Elementary Statistics I D Term 2003

Instructor: Carlos J. Morales

EXAM 1

Name: ______

Instructions: Answer as completely as possible, including middle steps to reach final answers. Solutions without any shown work will not receive credit. Explanations should be given in complete sentences. Good luck!

1.1 Compute the mean, median and standard deviation of the following data (20 Pts):

Data = 1, 5, 10, 43.

Mean = 14.75 Media = 7.5 SD = 19.189

1.2 Compute the 1-termWinsorized mean of the data above (5 Pts.). w-mean = 7.5 2. An engineer studying the reliability of a machine collected data on the time that the machine was down during a period of six months. She observed 1000 events when the machine was down, and the following graph is a histogram for the down-time in minutes.

The engineer’s intern computed the mean and median for the down time and obtained 31.95 and 29.83, but he forgot which one was which.

2.1 Which of the two numbers is the mean and which the median? Explain. (10 Pts.)

Because there are extreme values to the right (skewed data), the mean is bigger than the median. So the mean is 31.95.

2.2 The intern also computed all quartiles for the data and obtained

Q1 20.68 Q2 29.83 Q3 40.45 Q4 97.53

Compute the inter-quartile range (IQR), and find the largest data point. (10 Pts.)

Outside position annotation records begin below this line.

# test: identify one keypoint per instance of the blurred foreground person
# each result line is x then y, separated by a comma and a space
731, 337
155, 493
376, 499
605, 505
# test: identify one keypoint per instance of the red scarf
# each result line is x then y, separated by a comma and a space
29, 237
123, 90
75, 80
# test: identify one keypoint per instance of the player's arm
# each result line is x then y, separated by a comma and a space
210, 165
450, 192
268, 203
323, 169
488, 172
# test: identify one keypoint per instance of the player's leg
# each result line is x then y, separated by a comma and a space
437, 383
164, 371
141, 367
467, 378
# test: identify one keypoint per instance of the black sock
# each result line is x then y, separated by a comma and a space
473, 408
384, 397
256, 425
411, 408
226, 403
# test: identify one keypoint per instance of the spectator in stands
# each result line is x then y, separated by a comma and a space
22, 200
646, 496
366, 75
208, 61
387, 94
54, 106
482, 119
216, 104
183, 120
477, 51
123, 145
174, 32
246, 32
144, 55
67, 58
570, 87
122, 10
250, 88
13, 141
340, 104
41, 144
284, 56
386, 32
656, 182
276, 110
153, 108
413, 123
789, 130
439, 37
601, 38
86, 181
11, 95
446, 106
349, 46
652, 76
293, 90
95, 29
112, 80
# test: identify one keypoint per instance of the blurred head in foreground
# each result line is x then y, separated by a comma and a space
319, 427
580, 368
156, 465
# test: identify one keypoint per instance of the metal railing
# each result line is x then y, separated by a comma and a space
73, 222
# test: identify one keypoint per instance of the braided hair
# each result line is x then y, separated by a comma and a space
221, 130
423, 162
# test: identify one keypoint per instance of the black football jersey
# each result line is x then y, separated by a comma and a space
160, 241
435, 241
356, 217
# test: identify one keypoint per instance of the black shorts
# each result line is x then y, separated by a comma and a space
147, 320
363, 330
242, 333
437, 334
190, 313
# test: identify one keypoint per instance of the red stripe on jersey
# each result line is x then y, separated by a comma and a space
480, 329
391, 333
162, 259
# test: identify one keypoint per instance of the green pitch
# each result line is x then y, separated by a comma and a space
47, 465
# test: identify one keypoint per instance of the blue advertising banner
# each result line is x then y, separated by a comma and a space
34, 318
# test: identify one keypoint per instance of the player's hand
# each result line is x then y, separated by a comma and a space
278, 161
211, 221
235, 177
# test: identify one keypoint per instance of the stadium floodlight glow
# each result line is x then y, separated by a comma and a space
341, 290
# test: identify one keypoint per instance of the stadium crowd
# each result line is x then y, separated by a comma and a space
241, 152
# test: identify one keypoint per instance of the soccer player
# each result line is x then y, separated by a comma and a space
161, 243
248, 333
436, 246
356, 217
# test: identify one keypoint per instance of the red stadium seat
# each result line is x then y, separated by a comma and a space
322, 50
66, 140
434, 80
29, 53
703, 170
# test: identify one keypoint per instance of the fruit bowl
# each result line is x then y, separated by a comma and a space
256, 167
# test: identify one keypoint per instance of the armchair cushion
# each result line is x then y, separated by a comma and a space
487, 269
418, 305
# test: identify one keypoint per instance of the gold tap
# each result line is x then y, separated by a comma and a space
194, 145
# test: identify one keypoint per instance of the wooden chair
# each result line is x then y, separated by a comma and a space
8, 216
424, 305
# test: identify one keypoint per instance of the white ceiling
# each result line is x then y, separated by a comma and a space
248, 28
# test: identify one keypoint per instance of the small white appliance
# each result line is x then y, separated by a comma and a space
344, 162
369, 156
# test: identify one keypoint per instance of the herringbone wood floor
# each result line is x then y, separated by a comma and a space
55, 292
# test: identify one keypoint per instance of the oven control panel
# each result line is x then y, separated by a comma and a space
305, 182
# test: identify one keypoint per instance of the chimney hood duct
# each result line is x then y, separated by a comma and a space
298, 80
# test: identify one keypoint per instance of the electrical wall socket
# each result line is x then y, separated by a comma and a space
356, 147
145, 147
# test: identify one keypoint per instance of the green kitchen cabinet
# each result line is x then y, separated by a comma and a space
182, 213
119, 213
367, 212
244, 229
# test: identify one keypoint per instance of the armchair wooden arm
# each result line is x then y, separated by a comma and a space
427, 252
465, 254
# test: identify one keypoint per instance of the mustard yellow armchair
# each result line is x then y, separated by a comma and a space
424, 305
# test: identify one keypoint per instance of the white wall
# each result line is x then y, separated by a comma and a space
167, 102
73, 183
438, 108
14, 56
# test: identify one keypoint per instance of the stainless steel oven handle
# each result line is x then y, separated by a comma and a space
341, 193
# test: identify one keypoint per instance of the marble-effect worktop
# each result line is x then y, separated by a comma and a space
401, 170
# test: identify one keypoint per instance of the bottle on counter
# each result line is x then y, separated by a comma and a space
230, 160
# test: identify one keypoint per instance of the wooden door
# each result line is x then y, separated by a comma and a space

IQR = 19.77 Largest data point is Q4 = 97.53.

2.3 If you were to draw a box plot, will you find an outlier? (5 Pts.) A+ = Q3 + 1.5*IQR = 70.105, So any data points above this value will be considered outliers. 3. Juan, a WPI graduate, started his own hi-tech company, and lat year his company went public. A time series graph for the price of the company stock for the last 100 trading days is shown below. A 10-day moving average is also displayed

An investor, interested in buying this company stock looks at a boxplot of the stock prize for the last 100 days (shown below). From the boxplot:

3.1 Is the distribution of the stock price symmetric? Explain. (10 Pts.)

Since the whiskers are of different size, it seems that the data is not symmetric.

3.2 Is the boxplot an appropriate way of summarizing the pattern of variation of the stock-price process? Use evidence from the time series plot to argue your point. (10 Pts.)

The boxplot is not a good way to summarize this data since the data seems not stationary (time series plot shows a possible trend).

3.3 A stock broker tries to convince the investor to buy the stock, and he argues that since historically (last 100 trading days) 50% of the time the price has fluctuated from 6.16 to 9.19, he does not expect the price to drop below $6. Find a possible flaw with this argument. (5 Pts.)

The time series plot shows that trends in the process may exists, so it seems more appropriate to consider the behavior of the prize of the stock in recent history, rather than lumping together all the data. Considering Q1 and Q3 (6.16 and 9.19) might not be appropriate for a non-stationary process. 4. Imagine a local journalist studying the public reaction to a new law enacted by congress on maternity leave. The journalist has limited time to write the article, so she tries to collect some data via the Internet. She figures that the cheapest and fastest way to collect opinion from people is to send email to a few hundred people with a survey. She decides to send email to everyone at WPI and College of the Holy Cross. She gets hundreds of responses, and promptly writes her article about the opinion of the Worcester population on the issue.

4.1 Briefly explain what’s wrong with the data collection mechanism of the journalist. (15 Pts.)

Selection Bias: this study samples students with access to email, which might represent the whole Worcester population. (Similar tot the “Dewy defeats Truman” problem. Also the sampled units will probably include mainly young people which might not represent the position off most people in the city.

Absence off Blocking: no mention of collecting variables such as age, race, level of education, etc.

No randomization: respondents self-select themselves into the study, and the ones who respond may be the ones with strong feelings about the matter, while most people might choose not to respond (there might be a difference between people who choose to respond and the whole population)

4.2 Briefly explain how you would change the design of the data collection. (10 Pts.)

Design a study where: units are randomly selected across all sector of the population in Worcester, making sure we include age groups, education level group, working groups in similar proportion that encountered in the Worcester population. Collect information about variables that may affect people’s opinion such as: married or not, number of kids, age, gender, etc.